WASHINGTON — A former Boston police officer was arrested Thursday on charges alleging he assaulted a fellow member of law enforcement inside the U.S. Capitol Building on Jan. 6.
Joseph Robert Fisher, 52, of Plymouth, Massachusetts, was taken into custody at his home on multiple counts, including felony counts of assaulting, resisting or impeding police and obstruction of law enforcement during a civil disorder.
According to charging documents, Fisher entered the building through the Senate Wing doors approximately 10 minutes after the initial breach. After entering the building, Fisher made his way to the Crypt and then to the Capitol Visitors Center, where he’s accused of pushing a chair into a U.S. Capitol Police Officer and then physically assaulting him.

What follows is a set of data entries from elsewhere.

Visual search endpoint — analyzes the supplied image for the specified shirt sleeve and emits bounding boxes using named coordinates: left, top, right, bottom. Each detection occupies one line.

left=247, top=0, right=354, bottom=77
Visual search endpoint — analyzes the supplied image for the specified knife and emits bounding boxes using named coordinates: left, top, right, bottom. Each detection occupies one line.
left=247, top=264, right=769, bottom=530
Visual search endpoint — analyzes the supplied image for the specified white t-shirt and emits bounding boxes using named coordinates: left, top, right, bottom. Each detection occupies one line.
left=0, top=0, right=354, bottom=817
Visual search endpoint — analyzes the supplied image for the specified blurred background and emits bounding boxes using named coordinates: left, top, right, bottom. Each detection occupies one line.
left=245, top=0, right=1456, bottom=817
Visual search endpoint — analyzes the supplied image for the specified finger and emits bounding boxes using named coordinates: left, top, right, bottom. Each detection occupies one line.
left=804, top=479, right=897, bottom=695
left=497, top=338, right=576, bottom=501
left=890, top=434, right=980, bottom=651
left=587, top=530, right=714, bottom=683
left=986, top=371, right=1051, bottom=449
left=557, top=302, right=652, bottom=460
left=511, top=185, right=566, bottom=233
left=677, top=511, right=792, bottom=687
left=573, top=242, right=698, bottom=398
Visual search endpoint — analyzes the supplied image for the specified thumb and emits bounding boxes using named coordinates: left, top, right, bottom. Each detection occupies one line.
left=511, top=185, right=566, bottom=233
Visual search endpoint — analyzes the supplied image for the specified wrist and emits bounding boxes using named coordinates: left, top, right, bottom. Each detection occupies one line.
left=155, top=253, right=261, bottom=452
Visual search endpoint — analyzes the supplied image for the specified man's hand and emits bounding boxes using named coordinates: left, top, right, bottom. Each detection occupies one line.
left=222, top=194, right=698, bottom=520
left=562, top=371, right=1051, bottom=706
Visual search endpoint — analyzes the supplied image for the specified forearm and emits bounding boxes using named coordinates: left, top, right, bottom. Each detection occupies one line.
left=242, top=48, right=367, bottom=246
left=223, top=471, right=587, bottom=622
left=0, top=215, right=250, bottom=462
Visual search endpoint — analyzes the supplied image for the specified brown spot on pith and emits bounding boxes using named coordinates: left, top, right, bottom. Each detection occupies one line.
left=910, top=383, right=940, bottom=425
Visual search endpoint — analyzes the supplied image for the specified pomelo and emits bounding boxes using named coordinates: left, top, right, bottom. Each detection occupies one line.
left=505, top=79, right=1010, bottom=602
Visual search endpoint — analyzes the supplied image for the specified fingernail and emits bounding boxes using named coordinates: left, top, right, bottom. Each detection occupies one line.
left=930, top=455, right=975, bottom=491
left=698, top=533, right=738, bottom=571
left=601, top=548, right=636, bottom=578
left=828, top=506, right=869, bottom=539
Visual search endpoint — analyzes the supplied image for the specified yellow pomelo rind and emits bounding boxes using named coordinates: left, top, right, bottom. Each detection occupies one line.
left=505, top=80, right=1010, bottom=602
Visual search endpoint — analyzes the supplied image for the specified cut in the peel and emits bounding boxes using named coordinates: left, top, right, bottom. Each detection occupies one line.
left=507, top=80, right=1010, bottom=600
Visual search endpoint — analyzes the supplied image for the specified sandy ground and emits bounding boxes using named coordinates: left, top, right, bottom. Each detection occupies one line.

Fisher isn’t the first former police officer to be accused of assaulting or impeding law enforcement on Jan. 6 – or even the first former officer with that name to be charged. In February 2021, Joseph W. Fischer, of Jonestown, Pennsylvania, was arrested on multiple felony counts for allegedly charging the police line inside the Capitol. Fischer pleaded not guilty and continues to await trial.
In August 2022, Thomas Robertson, who was an officer with the Rocky Mount (Virginia) Police Department on Jan. 6, was sentenced to more than seven years in prison for obstructing the joint session of congress and impeding police during a civil disorder. A month later, Thomas Webster, a former NYPD officer, was sentenced to 10 years in prison for violently assaulting a DC Police Officer who was attempting to hold the bike rack perimeter around the Capitol.
Fisher was expected to make his initial appearance in a Massachusetts district court on Thursday.